Should polar bears be listed as endangered? A federal judge will hear arguments today from environmental groups who say yes, and from federal officials who say no.

In 2005, the Center for Biological Diversity submitted a scientific petition called for the polar bear to be listed as threatened under the Endangered Species Act, on the grounds that disappearing Arctic sea ice as a result of climate change put the species’ very existence at risk. When that call was initially met with inaction, the Center, in collaboration with Greenpeace and the Natural Resources Defense Council, filed suit.

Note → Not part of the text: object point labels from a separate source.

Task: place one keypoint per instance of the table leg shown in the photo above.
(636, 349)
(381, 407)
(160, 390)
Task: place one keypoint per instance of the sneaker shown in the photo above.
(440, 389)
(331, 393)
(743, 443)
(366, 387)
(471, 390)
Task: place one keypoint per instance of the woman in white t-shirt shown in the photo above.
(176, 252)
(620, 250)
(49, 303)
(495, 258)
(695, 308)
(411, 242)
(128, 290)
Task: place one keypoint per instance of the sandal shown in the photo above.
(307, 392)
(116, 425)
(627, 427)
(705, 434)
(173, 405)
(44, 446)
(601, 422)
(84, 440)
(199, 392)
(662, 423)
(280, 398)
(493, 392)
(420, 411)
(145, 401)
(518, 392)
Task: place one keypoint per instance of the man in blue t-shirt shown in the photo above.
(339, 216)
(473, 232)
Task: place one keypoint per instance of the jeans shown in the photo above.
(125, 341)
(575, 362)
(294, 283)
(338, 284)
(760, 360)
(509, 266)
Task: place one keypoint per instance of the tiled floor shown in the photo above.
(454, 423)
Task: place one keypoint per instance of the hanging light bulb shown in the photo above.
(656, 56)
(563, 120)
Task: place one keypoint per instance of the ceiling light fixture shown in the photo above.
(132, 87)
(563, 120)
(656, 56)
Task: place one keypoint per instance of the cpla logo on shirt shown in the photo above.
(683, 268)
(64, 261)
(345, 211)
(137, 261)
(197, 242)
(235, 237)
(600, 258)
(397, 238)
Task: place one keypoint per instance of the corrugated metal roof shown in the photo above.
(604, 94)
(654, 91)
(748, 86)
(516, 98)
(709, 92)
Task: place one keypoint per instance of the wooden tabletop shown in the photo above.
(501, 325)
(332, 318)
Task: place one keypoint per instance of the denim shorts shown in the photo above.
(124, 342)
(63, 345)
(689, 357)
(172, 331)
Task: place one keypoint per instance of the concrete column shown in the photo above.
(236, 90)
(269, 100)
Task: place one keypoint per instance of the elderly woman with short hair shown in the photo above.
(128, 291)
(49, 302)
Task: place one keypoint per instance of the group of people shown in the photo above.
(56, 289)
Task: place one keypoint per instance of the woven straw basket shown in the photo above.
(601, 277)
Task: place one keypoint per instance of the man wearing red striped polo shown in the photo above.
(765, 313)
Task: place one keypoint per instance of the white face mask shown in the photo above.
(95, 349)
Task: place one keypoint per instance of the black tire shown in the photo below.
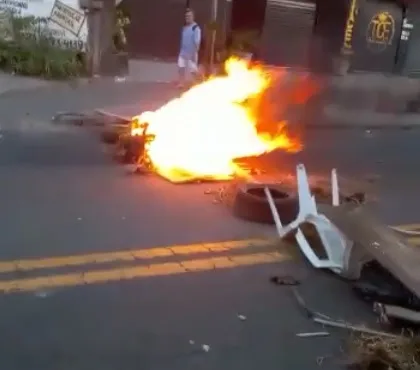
(110, 136)
(251, 204)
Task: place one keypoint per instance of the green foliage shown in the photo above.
(122, 21)
(31, 52)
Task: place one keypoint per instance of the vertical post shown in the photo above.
(96, 37)
(214, 10)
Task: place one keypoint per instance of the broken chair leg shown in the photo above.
(388, 312)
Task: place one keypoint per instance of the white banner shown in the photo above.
(66, 22)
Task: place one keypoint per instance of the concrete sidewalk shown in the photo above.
(10, 83)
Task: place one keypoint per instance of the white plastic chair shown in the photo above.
(336, 245)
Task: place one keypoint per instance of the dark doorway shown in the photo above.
(246, 24)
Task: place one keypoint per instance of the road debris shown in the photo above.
(392, 315)
(284, 280)
(384, 353)
(354, 328)
(309, 312)
(313, 334)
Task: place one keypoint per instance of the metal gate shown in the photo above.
(287, 32)
(376, 38)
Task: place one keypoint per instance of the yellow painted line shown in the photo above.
(414, 241)
(130, 255)
(409, 227)
(129, 273)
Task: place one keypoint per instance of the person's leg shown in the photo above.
(194, 70)
(182, 65)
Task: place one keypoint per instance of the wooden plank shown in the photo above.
(386, 246)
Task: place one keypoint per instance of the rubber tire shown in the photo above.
(110, 137)
(251, 204)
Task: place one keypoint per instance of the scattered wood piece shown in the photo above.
(387, 312)
(309, 312)
(284, 280)
(354, 328)
(314, 334)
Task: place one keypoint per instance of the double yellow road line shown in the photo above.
(139, 263)
(58, 272)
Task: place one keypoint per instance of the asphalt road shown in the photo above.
(61, 195)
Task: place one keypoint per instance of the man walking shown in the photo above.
(190, 47)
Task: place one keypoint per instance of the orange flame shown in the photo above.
(198, 135)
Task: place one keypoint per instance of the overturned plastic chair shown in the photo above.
(337, 246)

The U.S. Fish and Wildlife Service responded in January 2007 by recommending the listing. As part of the review process, then-Secretary of the Interior Dick Kempthorne asked researchers with the United States Geological Survey to review the status of polar bears, particularly the three sub-populations in US waters. The results of the USGS study were unequivocal and stark:

Projected changes in future sea ice conditions, if realized, will result in loss of approximately 2/3 of the world’s current polar bear population by the mid 21st century. Because the observed trajectory of Arctic sea ice decline appears to be underestimated by currently available models, this assessment of future polar bear status may be conservative.

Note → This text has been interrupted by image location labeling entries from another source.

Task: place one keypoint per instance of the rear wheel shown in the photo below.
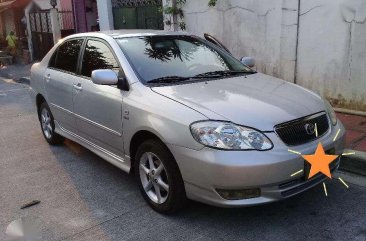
(48, 125)
(159, 177)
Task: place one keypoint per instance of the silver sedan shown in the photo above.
(182, 113)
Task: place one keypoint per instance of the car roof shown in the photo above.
(128, 33)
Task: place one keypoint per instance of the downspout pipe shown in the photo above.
(297, 40)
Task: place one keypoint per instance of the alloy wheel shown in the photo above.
(46, 123)
(154, 178)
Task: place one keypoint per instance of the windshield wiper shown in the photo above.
(221, 73)
(169, 79)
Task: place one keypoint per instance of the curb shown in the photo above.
(24, 80)
(354, 163)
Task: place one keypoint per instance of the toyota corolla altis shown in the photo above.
(186, 116)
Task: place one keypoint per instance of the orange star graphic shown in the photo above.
(319, 161)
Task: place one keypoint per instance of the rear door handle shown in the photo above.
(78, 87)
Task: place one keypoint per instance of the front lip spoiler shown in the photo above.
(309, 183)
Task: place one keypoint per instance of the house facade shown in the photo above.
(12, 17)
(96, 15)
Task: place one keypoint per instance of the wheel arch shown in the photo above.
(137, 139)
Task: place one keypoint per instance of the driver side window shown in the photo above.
(97, 55)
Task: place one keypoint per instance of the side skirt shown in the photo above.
(122, 163)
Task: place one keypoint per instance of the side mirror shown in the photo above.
(104, 77)
(248, 61)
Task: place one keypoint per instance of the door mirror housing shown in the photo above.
(104, 77)
(248, 61)
(123, 84)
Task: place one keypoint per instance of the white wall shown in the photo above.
(332, 50)
(331, 56)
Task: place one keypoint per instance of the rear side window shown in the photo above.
(66, 56)
(98, 55)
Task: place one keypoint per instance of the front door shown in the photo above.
(98, 108)
(59, 79)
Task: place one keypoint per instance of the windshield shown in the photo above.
(177, 57)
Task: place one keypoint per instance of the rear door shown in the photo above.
(98, 108)
(59, 78)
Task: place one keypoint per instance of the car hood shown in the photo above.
(257, 100)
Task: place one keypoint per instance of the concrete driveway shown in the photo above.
(85, 198)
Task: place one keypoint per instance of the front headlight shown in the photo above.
(228, 136)
(331, 112)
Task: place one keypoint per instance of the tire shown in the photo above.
(48, 125)
(167, 178)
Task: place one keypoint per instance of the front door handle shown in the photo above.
(47, 77)
(78, 87)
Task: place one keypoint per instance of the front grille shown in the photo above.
(295, 133)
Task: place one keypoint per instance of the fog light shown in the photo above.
(239, 194)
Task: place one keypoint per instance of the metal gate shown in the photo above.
(137, 14)
(66, 20)
(42, 37)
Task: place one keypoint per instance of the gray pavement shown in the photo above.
(85, 198)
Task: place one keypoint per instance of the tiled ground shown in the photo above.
(356, 131)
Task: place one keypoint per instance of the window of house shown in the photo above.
(97, 55)
(66, 56)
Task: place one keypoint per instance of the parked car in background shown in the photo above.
(182, 113)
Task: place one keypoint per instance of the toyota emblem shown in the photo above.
(310, 128)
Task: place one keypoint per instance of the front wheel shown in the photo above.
(48, 125)
(159, 177)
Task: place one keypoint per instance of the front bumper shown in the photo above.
(207, 170)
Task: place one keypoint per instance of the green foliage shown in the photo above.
(172, 11)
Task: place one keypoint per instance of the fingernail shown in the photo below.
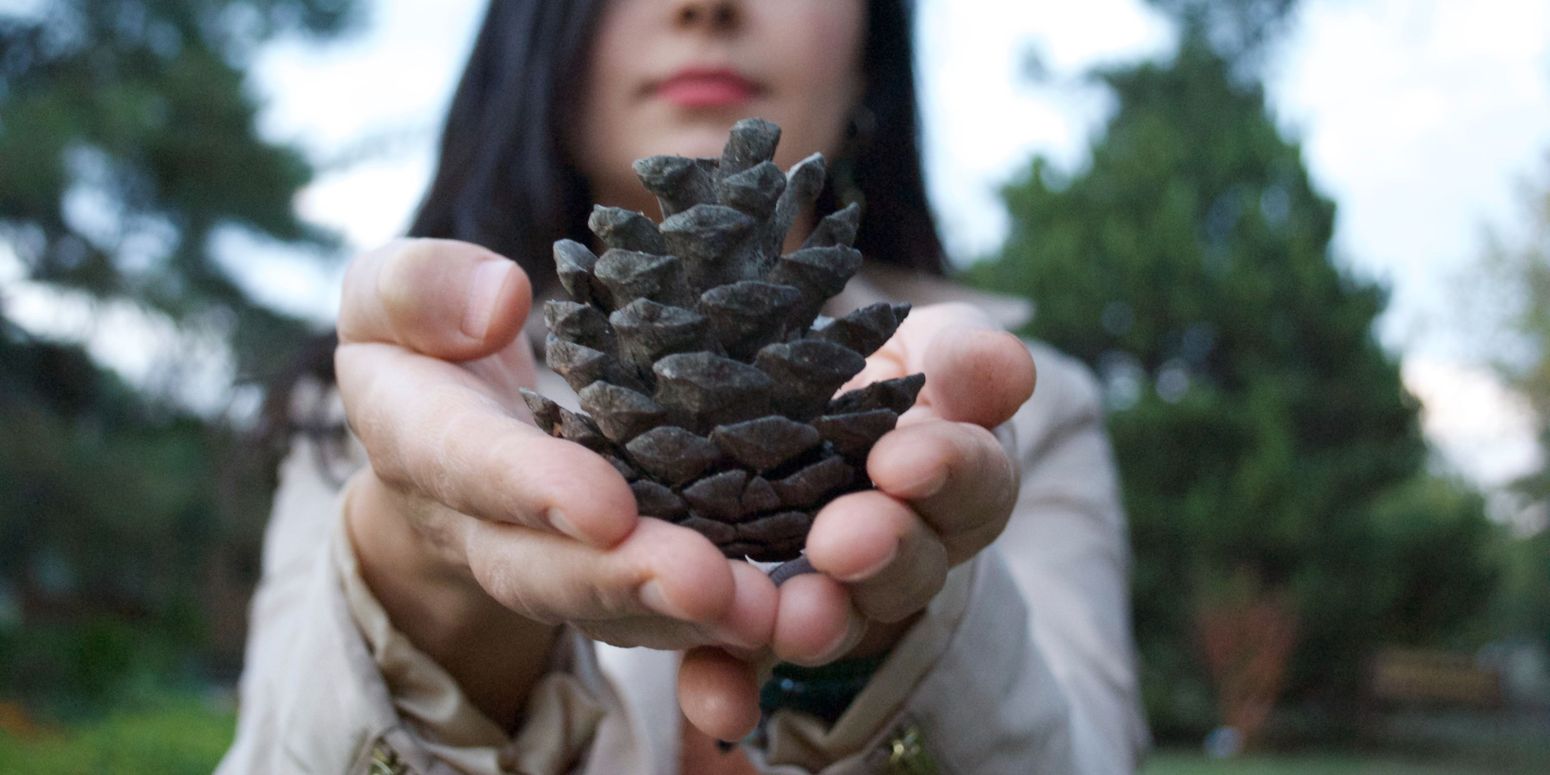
(929, 485)
(651, 597)
(727, 636)
(853, 634)
(484, 292)
(558, 521)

In January 2008, Kempthorne confirmed that the species would indeed be listed as threatened. But he added an important caveat, exempting greenhouse gas emissions and oil development from regulation under the ESA ruling. Given that those two activities were precisely the ones that environmentalists had argued were imperiling polar bears and their habitat to begin with, the Center and its partners promptly filed suit again, pushing this time for the species to be listed as Endangered, which would mandate an end to Kempthorne’s exemption.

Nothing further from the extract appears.